La bresaola di cavallo è una produzione tipica della Lombardia e del Veneto. In Lombardia l’area di produzione comprende i confinanti territori della Valchiavenna e della Valtellina in provincia di Sondrio, dove si produce la bresaola di bovino e di altri ruminanti. In Veneto è prodotta in diversi comuni delle province di Padova, Venezia e Treviso nei piccoli centri di Saonara, Piove di Sacco e Vigonovo. I tagli di carne utilizzati sono di prima scelta, di solito fesa, sottofesa, noce o lombata. La carne è trattata con sale, pepe e spezie e stagionata in modo analogo alla bresaola di altri animali per un tempo che varia anche con la dimensione.
La slinzega è prodotta nelle stesse zone della bresaola, di cui è considerata la sorella minore, e preparata con i ritagli della sua produzione o con altri muscoli di piccole dimensioni del posteriore, della spalla, del collo o della testa (masseteri o ganassini) del cavallo. Anche la lavorazione è simile a quella della bresaola

Salame e soppressa
Salame e soppressa di cavallo sono salumi tradizionali di Lombardia, Piemonte e Veneto (province di Padova, Rovigo, Venezia e Treviso) nei quali si utilizza carne di cavallo (coscia e collo ma anche spalla, pancetta e gola) con aggiunta di pancetta suina. Nel salame la percentuale di pancetta è del 20% e l’impasto è tritato fine, mentre nella soppressa la pancetta di maiale sale al 35% e l’impasto è tritato a grana media. La concia è costituita da sale, pepe intero e macinato, noce moscata, aglio e vino bianco o rosso e l’insacco avviene in budello bovino naturale o sintetico. La stagionatura varia a seconda della pezzatura, dai 2/3 mesi per il salame ai 6/7 mesi per la soppressa.
Anche nel Piemonte, dove la produzione di salumi di cavallo è sempre più rara e limitata, soprattutto all’Astigiano e al Novarese, il salame di cavallo si ottiene da un 70/80% di carne di prima scelta (coscia e collo in particolare) macinata a grana media e con aggiunta di un 20/30% di pancetta suina tritata grossolanamente.
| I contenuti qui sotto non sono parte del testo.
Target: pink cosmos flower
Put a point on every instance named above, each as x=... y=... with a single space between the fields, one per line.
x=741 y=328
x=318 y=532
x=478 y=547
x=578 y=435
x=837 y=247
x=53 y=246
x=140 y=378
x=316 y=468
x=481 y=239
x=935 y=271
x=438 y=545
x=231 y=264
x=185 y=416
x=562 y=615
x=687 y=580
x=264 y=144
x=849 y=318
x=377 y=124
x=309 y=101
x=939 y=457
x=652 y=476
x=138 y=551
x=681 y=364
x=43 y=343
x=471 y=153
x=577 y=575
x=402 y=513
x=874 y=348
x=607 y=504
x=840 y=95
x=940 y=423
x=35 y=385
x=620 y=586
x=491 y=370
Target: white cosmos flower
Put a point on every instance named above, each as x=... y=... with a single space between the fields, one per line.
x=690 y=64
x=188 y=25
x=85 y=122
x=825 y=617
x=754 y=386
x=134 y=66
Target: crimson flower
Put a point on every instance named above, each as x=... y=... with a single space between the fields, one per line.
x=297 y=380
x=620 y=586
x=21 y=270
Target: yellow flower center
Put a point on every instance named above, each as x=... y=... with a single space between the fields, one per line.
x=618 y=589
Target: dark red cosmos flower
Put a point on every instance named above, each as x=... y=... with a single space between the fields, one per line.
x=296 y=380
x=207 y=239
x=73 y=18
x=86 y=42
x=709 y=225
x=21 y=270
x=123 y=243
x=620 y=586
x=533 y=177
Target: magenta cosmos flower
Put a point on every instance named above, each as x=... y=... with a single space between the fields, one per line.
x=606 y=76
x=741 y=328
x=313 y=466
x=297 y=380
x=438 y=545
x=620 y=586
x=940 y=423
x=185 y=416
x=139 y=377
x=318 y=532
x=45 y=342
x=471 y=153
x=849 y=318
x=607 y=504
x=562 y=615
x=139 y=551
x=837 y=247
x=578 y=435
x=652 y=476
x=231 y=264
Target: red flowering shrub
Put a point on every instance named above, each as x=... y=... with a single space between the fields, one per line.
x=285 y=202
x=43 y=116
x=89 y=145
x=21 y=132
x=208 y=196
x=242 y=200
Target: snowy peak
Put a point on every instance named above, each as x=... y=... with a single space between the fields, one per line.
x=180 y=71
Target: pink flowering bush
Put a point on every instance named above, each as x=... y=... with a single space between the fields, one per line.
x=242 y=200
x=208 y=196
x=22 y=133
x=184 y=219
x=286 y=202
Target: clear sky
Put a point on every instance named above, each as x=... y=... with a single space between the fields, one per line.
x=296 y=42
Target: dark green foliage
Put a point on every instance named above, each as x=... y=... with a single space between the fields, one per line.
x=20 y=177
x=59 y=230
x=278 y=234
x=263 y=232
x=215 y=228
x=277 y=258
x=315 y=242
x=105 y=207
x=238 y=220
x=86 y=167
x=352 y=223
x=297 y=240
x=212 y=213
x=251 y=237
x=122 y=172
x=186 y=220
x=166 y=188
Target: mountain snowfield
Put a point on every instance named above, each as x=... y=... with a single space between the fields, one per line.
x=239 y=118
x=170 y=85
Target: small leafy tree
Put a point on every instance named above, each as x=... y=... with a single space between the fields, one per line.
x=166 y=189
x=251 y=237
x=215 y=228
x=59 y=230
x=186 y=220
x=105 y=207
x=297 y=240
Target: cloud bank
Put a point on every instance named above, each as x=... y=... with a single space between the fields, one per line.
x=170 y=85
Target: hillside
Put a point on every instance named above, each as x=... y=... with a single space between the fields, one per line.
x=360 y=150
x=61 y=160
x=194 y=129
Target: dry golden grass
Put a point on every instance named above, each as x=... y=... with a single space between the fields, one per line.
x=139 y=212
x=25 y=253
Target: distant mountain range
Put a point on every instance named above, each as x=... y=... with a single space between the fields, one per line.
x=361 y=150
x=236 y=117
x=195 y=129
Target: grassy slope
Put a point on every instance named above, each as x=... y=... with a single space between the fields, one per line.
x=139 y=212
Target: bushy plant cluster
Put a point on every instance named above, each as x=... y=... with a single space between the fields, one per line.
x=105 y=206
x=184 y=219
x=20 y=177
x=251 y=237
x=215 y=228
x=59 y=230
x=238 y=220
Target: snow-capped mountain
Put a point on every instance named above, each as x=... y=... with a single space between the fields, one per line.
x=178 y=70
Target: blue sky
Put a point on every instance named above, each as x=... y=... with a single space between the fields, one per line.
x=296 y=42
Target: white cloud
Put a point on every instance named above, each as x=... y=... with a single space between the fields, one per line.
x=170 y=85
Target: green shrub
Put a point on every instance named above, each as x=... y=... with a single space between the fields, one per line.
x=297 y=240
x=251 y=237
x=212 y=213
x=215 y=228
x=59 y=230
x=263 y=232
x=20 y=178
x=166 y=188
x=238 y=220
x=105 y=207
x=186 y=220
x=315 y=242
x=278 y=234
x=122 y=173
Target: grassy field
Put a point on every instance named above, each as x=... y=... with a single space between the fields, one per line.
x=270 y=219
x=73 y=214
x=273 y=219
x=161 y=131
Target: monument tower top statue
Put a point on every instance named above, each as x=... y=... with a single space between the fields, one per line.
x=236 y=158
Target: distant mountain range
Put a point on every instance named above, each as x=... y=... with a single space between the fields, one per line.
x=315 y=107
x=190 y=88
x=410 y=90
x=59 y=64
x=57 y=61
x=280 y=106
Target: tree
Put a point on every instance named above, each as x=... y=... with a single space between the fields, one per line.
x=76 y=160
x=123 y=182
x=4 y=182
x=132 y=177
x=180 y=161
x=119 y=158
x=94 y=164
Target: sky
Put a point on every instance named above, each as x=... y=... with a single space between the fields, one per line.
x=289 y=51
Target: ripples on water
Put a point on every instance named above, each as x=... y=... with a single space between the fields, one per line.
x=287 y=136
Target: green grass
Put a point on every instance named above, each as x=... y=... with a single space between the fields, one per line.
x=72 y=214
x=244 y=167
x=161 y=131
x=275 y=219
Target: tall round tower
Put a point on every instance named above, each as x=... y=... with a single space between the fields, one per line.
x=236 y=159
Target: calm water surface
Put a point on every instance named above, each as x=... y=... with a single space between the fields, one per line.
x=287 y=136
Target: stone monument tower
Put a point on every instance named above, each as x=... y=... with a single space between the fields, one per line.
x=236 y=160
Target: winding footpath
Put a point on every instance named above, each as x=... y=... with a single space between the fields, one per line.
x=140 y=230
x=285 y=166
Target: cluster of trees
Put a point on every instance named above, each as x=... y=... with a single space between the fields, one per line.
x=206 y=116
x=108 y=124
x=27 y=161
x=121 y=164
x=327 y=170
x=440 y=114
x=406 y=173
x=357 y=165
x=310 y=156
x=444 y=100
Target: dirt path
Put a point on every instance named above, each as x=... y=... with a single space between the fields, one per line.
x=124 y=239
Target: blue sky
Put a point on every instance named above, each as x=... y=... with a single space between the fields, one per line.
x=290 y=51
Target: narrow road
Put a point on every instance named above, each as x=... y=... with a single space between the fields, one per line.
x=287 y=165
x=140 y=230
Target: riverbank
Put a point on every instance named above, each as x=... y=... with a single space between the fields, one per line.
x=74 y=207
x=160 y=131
Concia con sale, pepe intero e macinato, noce moscata, aglio e un goccio di vino, bianco o rosso secondo la zona.
Il salame d’asino è tipico della provincia nord-occidentale di Vicenza ed è prodotto usando animali di razza locale detti Furlani allevati intorno a Valdagno, un tempo usati per la soma e oggi allevati per la carne. Nella produzione del salame d’asino si usano carni magre con aggiunta di pancetta o lardo suino. L’impasto è costituito per il 60% da carne d’asino fatta macerare nel vino rosso e per il 40% da pancetta di maiale, il tutto conciato con sale, noce moscata, pepe e cannella. Insaccato e asciugato, il salame è stagionato per 2/3 mesi. Si mangia crudo o cotto in tegame o alla griglia. Fuori d’Italia erano detti mangiatori d’asini gli abitanti della Slesia e la tradizione dell’Eselwurst, tradizionale salame di asino, nell’Ottocento si diffonde in Germania, Ungheria e Francia, in Provenza soprattutto, dove, come riporta la History of Food di Maguelonne Toussaint-Samat, si mantiene fino allo scoppio della seconda guerra mondiale. Ad Arles ancor oggi tradizionale è una salsiccia di carne d’asino e bovino.

Cacciatorini
Hanno le stesse dimensioni di quelli di maiale o di maiale e bovino, sono tradizionali della Valtellina e della Valchiavenna e probabilmente nascono per utilizzate gli avanzi della produzione delle più pregiate bresaole e slinzeghe di cavallo. Sono costituiti dalle rifilature delle cosce o delle parti anteriori dell’animale (70%), con l’aggiunta di pancetta e lardo suino (30%) e una concia di sale, pepe e droghe naturali. Insaccati in un budello di maiale, i cacciatorini sono maturare per 24 ore e poi stagionati da 2/3 settimane fino a due mesi.

Luganiga e coppa
In Trentino Alto Adige esiste una luganiga o salsiccia di cavallo nella quale la carne è finemente macinata, condita con sale, pepe, peperoncino e spezie e insaccata in budello di maiale. Dai muscoli del collo di cavallo in Trentino Alto Adige si ricava una coppa di cavallo insaccata in budello naturale.

Speck
In Trentino Alto Adige la coscia disossata del cavallo è salata, massaggiata, aromatizzata e affumicata in modo analogo a quanto avviene per la coscia di maiale. Il periodo di stagionatura dello speck di cavallo va dai 4 ai 5 mesi.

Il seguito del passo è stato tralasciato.